In these moments we are provided with a compass. There is, in that brief space and time between our perception of a tragic action and our rushing off into restoring illusion's incoherent dominion over us, an opportunity to listen to that whisper of our complicity. If we allow this to enter us with all the power it has to disrupt our sense of security, if we accept our precarity and ultimate vulnerability, especially to the powers of delusion to rob us of access to life itself, then we have a chance to respond creatively, to break out of the inevitability of finite, repetitive, and futile reactions. Nothing more, but also, nothing less than what living in touch with implication entails.
We sense at such moments the driving momentum and intoxicating appeal of following conspiracy to its insane conclusions. It takes courage to decouple from this juggernaut's course. The first step is to allow our complicity to be seen by us. From there we gain sensitivity to the ways in which violence manifests itself. We can then distinguish between responses that can only escalate its impacts from the possibilities of response that preserve and respect whatever it is about what has been lost in some part from finding another way to make itself explicit in another way. Continued, insistent delusion escalates violence and threatens to compound enormity. Acceptance of complicity and the growing awareness to violence's implications opens the door to coherence.

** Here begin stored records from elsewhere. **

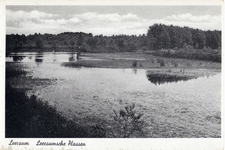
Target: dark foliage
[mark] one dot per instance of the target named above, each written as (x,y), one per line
(163,37)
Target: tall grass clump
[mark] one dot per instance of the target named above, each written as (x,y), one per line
(127,123)
(134,63)
(161,61)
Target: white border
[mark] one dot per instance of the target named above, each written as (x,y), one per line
(104,144)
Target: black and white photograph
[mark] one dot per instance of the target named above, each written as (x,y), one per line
(112,72)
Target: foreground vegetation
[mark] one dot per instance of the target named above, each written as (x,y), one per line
(32,117)
(137,60)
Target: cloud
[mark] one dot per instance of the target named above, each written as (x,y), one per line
(22,22)
(23,15)
(204,22)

Coherence is the property of integrated wholes. Fragmentation and destruction are the results of our efforts when we deny this. Complicity, its awareness in us, its spreading of awareness within compassion, works towards integration. Conspiracy's siren song can only further fragmentation and destruction.
This may appear to be a choice. It isn't. A choice is an illusion of "taste." That we come to life as its consumers.
Within the order of implication attention and result are one. Action in this realm is not chosen, but accomplished. It can neither be predicted, chosen, or negotiated with; and still be true. Implication does not offer paths to be chosen, argued over. It is only visible as a trail. What it offers us is the opportunity to leave the prisons of paths and find our own trails. It offers us the chance to live.